L’histoire du premier Vendée Globe de Paul Meilhat se séquence en périodes. L’une, heureuse, l’a mené à jouer les tout premiers rôles du 6 novembre, jour du départ, au 20 décembre, date à laquelle le vérin de quille a rendu l’âme. S’est ensuivie une période de huit jours consacrés à ramener l’homme et le bateau vers un port, en l’occurrence celui de Papeete. Si le temps a parfois paru long entre le 28 décembre, jour de son appontage en Polynésie, et son retour en métropole, l’essentiel de son aventure est empreint de plénitude. Mots choisis.
Comment expliqueriez-vous ce qu’est le Vendée Globe, désormais ?

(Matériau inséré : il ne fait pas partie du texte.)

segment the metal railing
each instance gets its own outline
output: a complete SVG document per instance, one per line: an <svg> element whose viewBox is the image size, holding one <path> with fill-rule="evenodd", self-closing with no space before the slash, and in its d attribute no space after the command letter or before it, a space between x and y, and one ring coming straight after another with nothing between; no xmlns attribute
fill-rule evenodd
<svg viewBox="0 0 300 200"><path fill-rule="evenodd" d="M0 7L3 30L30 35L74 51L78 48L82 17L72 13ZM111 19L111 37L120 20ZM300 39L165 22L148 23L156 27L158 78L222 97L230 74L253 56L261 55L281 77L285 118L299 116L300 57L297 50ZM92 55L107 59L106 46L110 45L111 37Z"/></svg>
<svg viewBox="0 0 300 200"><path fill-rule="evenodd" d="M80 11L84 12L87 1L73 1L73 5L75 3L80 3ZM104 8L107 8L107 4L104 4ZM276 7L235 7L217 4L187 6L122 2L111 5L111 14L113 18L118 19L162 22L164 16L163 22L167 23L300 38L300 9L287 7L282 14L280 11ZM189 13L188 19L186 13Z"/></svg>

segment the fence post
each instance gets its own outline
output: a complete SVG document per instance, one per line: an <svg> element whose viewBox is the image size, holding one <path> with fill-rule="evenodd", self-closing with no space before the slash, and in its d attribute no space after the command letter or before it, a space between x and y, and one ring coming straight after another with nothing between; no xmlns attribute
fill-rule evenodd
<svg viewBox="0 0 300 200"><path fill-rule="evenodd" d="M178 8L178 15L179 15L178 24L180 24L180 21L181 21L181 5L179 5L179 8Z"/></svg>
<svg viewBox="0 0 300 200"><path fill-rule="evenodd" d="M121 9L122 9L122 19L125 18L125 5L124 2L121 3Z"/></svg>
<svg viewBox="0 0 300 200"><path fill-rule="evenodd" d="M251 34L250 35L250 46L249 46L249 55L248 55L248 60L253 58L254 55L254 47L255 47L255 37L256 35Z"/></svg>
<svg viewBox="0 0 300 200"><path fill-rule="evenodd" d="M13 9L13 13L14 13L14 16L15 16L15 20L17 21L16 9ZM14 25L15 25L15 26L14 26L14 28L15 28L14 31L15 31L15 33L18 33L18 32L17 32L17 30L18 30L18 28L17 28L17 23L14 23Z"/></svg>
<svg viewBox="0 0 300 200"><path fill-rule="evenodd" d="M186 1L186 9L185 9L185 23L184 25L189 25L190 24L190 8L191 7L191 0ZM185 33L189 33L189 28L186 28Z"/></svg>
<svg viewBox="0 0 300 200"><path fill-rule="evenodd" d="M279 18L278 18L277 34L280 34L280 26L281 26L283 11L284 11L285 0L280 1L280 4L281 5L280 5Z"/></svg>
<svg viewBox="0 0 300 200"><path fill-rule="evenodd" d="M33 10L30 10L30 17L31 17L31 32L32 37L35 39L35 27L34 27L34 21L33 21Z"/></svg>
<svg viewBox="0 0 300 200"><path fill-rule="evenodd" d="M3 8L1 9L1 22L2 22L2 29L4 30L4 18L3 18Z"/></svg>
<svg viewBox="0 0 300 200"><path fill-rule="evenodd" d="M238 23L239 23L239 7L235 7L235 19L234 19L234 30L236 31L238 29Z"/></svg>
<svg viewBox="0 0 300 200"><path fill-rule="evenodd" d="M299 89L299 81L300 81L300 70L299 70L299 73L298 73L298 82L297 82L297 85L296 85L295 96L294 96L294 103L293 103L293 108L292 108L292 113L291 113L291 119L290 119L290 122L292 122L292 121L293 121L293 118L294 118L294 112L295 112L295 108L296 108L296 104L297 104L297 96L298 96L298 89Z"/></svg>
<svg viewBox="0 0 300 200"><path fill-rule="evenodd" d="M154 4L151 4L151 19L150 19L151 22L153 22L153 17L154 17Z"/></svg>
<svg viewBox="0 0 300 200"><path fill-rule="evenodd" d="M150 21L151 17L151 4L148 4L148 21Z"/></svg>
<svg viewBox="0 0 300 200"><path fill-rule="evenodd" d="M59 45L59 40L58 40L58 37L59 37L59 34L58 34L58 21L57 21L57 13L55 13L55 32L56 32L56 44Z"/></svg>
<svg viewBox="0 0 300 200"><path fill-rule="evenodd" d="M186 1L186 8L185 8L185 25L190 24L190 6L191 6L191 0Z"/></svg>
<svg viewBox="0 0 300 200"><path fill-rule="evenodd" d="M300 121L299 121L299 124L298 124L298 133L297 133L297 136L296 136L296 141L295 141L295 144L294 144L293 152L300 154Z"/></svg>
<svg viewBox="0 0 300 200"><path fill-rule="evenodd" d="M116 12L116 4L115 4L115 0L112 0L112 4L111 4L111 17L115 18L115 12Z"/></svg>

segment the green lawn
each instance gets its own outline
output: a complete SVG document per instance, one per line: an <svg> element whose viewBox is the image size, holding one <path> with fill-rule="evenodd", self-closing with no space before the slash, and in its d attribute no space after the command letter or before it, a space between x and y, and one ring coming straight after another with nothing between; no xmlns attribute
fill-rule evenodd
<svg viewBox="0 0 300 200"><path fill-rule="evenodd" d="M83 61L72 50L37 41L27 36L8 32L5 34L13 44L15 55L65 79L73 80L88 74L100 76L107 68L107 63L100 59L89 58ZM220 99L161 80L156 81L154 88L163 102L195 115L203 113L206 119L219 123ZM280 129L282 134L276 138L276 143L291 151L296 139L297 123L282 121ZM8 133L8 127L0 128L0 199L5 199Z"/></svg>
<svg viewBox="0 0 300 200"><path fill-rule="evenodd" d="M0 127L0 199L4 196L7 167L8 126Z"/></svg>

Paul Meilhat : « Je dirais qu’il y a deux Vendée Globe qui cohabitent. Pour moi qui étais venu faire une course, le Vendée Globe est
une aventure humaine, pour le côté mental et physique. Je n’ai en revanche pas trop vécu l’aspect ‘découverte’ de l’aventure. Il n’y a vraiment que lorsque j’ai vu Tahiti sortir de l’horizon. L’aventure que j’ai vécue, c’est une course super dure, extrême, qui te pousse loin dans tes retranchements, physiquement. Je pense que les grands spécialistes de trail vivent la même chose : ils peuvent s’extasier devant des paysages tant qu’ils ne sont pas en course. La majeure partie du temps, on est dans une bulle de concentration. L’histoire que je peux raconter, c’est l’histoire qui me lie à mon bateau, dans un élément mouvant. Sans poésie. C’est essentiellement l’histoire d’une relation forte entre ton bateau et toi. Et c’est une relation incroyable. »
Pouvez-vous l’expliquer ?
Paul Meilhat : « Je connais par cœur chaque millimètre de SMA. Je suis capable de faire une description de chaque élément, même ce qui est sous le cockpit. Je sais qu’il y a une trace de colle qui a coulé ici, qu’il y a une nouvelle trace d’humidité à tel endroit, la taille de chaque vis… On atteint un niveau dingue de don de soi pour une machine. SMA est comme mon corps : tu sais où sont tes grains de beauté. Le bateau, c’est toi. S’il se passe quelque chose, tu répares comme s’il s’agissait de toi. »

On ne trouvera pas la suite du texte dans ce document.